If you will recall, DH and his family go on a family vacation each summer.
This year at the end of the trip, they talked about where to go next summer.
A first suggestion was an East Coast beach tourist destination (not Florida).
This year we paid for the house and our travel and a portion of the food. DH’s parents mostly paid for the rest. But the house was cheap because it just doesn’t cost much to Air BnB a house in a state capitol in the summer. So total was something like $2,500.
East Coast tourist destinations are expensive and far away from the Midwest (except Florida, which is relatively cheap but still far away).
Another suggestion was a popular midwestern summer destination heavy on theme parks. Some of us would fly but some of them could drive. But the group houses there are expensive! I don’t feel like we could foot the entire bill like we did this year, especially since we’d probably be staying longer than three nights.
Neither of DH’s siblings asked about defraying the cost of lodging this year. We wouldn’t have let them contribute this year because it wasn’t a big deal, but if we’re talking about a more popular tourist destination, the price goes up. BIL has a good union job with a SAHW and a house that’s bigger than ours (glassdoor suggests a salary ~$90K, but who knows). SIL’s family makes over 100K now (she’s a teacher so her salary is public and MIL said her husband is now making more than she is with his latest raise– I am so crass!).
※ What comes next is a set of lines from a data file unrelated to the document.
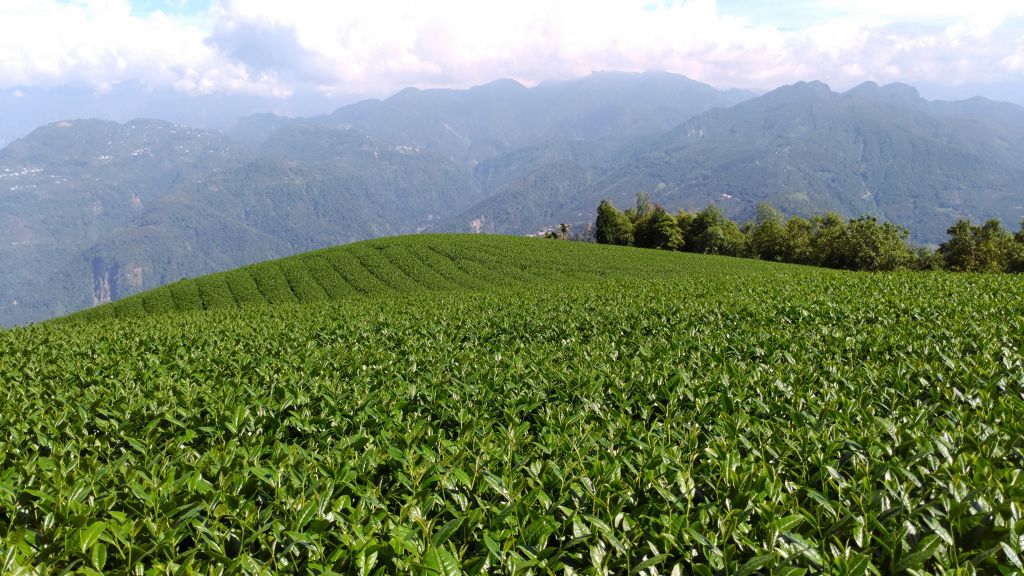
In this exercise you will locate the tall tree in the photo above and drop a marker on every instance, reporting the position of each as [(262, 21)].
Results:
[(768, 236), (612, 227)]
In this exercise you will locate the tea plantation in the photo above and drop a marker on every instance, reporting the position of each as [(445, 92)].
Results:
[(439, 405)]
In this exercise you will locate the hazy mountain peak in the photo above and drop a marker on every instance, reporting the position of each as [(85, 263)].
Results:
[(504, 84), (896, 92)]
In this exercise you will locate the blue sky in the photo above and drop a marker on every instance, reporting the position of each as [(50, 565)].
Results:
[(279, 48), (182, 7)]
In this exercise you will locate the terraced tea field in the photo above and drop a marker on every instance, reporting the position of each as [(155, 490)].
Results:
[(439, 405)]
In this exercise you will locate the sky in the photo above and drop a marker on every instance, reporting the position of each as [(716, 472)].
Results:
[(280, 48)]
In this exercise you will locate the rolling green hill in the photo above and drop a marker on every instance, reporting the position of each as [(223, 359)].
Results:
[(399, 268), (451, 404)]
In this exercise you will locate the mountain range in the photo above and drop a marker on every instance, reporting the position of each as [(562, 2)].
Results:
[(94, 210)]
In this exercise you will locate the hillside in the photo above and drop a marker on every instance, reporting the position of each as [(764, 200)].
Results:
[(92, 211), (439, 405), (404, 266), (875, 150)]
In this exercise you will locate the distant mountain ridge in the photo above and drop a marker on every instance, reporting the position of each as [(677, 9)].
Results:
[(92, 211), (95, 210)]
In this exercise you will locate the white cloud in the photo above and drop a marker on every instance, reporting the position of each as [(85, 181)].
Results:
[(273, 47), (100, 42)]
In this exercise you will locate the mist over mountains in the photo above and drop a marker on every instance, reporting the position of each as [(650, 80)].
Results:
[(95, 210)]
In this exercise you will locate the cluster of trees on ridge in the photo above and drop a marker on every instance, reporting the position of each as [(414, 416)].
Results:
[(826, 240)]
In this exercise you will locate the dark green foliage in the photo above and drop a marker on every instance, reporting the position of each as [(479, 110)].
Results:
[(982, 248), (768, 238), (873, 247), (625, 411), (653, 228), (825, 241), (712, 233), (612, 227)]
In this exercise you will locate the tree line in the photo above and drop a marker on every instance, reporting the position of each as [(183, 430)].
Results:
[(826, 240)]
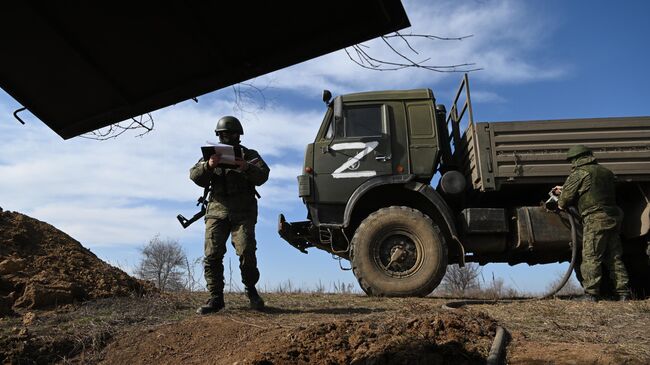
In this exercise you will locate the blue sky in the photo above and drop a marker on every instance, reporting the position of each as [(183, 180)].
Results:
[(539, 60)]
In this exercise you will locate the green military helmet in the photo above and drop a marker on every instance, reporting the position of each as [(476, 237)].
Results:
[(229, 124), (577, 151)]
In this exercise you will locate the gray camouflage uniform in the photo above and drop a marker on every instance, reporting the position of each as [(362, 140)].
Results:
[(591, 187), (232, 210)]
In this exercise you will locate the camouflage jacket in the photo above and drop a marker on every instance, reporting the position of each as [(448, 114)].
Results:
[(231, 191), (591, 187)]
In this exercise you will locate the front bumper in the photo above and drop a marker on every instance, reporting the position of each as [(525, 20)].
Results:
[(297, 234)]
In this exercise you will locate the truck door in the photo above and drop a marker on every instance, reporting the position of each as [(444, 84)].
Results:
[(353, 149)]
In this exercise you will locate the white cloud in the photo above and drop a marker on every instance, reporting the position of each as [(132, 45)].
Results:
[(123, 191), (505, 33)]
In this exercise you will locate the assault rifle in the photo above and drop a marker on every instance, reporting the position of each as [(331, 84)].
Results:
[(203, 202)]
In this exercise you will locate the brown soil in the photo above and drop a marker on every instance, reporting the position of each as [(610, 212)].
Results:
[(324, 329), (41, 267)]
Of course, BIL has paid for his wife’s family to go with them on a second trip to Disney World. SIL is financially supporting her husband’s family in many ways. So income is not the same as disposable income.
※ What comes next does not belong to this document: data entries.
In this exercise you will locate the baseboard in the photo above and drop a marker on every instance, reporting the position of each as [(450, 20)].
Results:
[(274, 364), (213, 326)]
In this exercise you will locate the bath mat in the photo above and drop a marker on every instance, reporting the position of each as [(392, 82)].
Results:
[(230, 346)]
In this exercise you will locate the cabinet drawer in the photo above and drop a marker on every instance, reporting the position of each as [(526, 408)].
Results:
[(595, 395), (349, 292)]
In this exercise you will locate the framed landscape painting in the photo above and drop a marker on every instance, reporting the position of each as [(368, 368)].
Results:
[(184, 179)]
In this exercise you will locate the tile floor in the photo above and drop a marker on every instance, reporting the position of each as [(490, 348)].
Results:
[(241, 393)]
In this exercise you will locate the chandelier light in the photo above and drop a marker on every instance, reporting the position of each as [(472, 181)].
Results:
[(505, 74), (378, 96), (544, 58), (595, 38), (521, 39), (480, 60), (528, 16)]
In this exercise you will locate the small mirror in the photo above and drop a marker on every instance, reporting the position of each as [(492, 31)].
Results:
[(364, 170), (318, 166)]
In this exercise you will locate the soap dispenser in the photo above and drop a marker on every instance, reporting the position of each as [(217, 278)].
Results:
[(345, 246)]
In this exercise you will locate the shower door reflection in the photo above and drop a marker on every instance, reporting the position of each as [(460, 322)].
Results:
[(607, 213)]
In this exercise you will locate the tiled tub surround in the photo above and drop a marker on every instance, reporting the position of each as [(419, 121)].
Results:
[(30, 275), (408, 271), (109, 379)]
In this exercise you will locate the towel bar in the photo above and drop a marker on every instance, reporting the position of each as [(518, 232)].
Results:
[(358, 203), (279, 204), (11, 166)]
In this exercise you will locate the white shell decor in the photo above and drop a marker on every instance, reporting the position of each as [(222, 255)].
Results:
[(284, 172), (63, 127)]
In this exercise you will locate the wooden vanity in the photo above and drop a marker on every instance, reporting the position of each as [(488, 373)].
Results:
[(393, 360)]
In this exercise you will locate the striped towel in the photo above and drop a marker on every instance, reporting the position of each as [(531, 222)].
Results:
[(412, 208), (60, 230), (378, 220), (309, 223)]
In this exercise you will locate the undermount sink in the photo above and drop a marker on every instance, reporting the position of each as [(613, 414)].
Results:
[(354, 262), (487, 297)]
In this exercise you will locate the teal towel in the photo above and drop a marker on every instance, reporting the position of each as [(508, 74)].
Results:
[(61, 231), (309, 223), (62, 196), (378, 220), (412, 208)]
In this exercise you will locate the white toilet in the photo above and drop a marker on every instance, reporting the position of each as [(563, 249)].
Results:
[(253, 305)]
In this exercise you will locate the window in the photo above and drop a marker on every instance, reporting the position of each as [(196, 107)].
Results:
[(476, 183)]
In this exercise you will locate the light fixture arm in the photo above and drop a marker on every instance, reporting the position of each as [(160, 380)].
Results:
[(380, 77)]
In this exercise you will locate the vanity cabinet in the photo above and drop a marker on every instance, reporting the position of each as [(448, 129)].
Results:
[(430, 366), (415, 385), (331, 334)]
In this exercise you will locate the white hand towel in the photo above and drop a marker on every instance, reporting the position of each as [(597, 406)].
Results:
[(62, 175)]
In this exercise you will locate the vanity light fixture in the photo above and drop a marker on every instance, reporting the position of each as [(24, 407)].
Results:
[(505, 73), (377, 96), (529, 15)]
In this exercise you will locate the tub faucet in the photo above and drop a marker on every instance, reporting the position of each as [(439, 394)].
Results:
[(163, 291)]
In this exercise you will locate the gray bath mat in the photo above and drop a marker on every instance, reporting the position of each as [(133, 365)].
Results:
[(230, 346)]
DH had been thinking that next year they could all gather in BIL’s hometown, which is an hour or so away from SIL’s. But it sounds like they want to do something more exciting. Which means we have to think about how much of the cost we’re going to defray and what we’ll let DH’s parents pay. And… I think it’s really unlikely that either DH or his parents will ask his siblings to contribute unless they decide to get separate hotel rooms instead of renting a house. And I think it’s really unlikely that his siblings will even think of offering.
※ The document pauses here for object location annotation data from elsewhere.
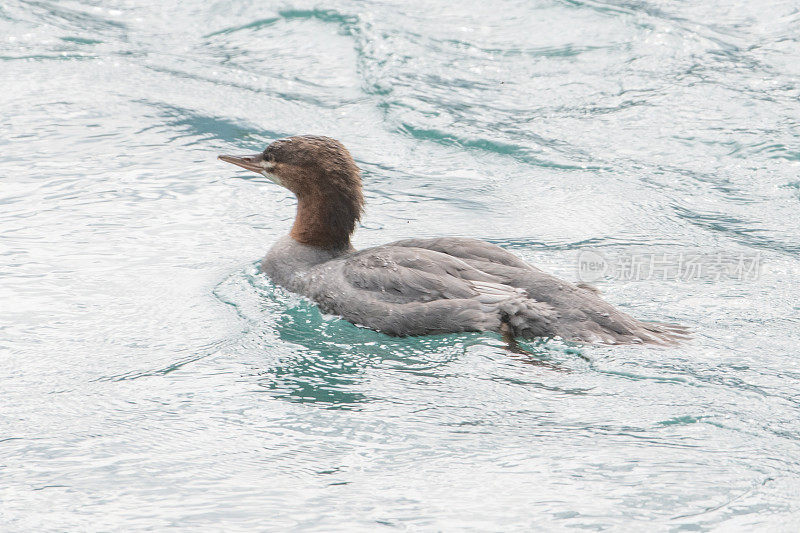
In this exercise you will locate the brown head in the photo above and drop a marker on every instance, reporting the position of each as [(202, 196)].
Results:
[(326, 181)]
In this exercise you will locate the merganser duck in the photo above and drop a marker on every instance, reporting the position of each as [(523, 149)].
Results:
[(419, 286)]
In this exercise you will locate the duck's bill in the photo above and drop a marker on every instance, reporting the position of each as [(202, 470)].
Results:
[(252, 162)]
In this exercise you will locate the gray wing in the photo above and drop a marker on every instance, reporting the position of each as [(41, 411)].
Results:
[(423, 286), (407, 290), (581, 314)]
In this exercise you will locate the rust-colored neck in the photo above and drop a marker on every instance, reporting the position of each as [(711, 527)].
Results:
[(326, 220)]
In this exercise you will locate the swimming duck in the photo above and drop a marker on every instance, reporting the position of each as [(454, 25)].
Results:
[(419, 286)]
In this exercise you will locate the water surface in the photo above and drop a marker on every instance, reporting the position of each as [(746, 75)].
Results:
[(151, 378)]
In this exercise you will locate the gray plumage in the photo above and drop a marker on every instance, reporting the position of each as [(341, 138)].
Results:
[(446, 285), (418, 286)]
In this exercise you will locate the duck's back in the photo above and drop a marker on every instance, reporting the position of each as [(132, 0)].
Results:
[(424, 286)]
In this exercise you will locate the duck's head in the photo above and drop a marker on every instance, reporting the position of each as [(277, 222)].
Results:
[(324, 178)]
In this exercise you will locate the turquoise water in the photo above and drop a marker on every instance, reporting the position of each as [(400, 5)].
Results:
[(151, 378)]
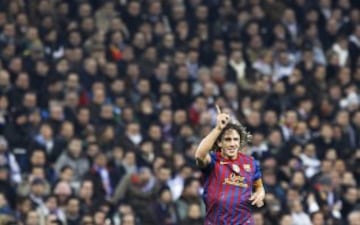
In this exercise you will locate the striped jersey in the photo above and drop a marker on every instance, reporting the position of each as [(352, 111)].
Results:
[(228, 186)]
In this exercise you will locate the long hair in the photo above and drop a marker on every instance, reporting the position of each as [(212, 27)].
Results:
[(245, 136)]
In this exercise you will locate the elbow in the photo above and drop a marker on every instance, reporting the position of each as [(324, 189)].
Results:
[(199, 155)]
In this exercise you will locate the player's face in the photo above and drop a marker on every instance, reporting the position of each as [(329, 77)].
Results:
[(230, 144)]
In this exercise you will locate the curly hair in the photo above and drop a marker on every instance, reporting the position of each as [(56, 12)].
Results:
[(245, 136)]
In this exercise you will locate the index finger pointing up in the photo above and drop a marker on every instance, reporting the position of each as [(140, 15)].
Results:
[(218, 109)]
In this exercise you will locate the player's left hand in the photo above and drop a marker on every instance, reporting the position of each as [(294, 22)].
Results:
[(257, 198)]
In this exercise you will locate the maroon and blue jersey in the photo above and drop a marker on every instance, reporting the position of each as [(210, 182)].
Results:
[(228, 186)]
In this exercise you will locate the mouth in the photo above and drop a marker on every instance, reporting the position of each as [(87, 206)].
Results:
[(231, 151)]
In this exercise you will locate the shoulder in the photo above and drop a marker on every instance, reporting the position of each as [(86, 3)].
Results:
[(247, 158)]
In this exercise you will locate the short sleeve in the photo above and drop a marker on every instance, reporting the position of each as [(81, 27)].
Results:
[(207, 169), (257, 173)]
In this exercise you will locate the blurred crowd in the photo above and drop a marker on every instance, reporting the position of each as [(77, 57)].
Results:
[(102, 104)]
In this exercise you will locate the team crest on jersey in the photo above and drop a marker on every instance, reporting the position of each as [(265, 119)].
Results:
[(247, 167), (236, 168)]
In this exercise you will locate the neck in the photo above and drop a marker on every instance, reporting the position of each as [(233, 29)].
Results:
[(229, 157)]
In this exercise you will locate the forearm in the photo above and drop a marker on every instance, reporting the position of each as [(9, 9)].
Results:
[(258, 185), (207, 143)]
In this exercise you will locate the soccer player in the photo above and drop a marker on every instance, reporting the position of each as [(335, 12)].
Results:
[(232, 179)]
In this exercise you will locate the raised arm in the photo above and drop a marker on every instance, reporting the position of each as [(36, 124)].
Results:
[(202, 152)]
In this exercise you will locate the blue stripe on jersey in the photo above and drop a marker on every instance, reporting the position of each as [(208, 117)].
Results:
[(219, 191), (249, 189), (242, 191)]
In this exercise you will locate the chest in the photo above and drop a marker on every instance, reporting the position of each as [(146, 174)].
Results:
[(234, 171)]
What is wrong with me that we can’t just give a gift without me expecting some gratitude or acknowledgement? I think in this case, it really is the money. We can handle nobody knowing or caring that we paid for a lot of this summer’s vacation and other previous summers, but once they start talking about more and more expensive places without chipping in (to be fair, DH’s parents do offer to pay for the entire thing and have paid for whatever we don’t pay for in the past, or to be more accurate, with the exception of this past year they pay and we contribute) it seems like a bit much. We can fix that in the future by saying we can contribute X amount during the planning stage, so it’s unlikely to be a big deal going forward. I don’t think DH’s parents would spend so much on one of these family vacations that it would jeopardize their retirement, so we shouldn’t be worrying about that possibility.
Anyhow, I feel like a jerk about money. We do still make more than the rest of DH’s family. If we don’t offer to contribute, DH’s parents will pay for everything. As far as we know, they’re not in danger of running out of retirement money. This shouldn’t be a problem. And yet, I have to admit, I’m a bit annoyed. But we will probably continue this way unless and until some negative change in DH’s job situation.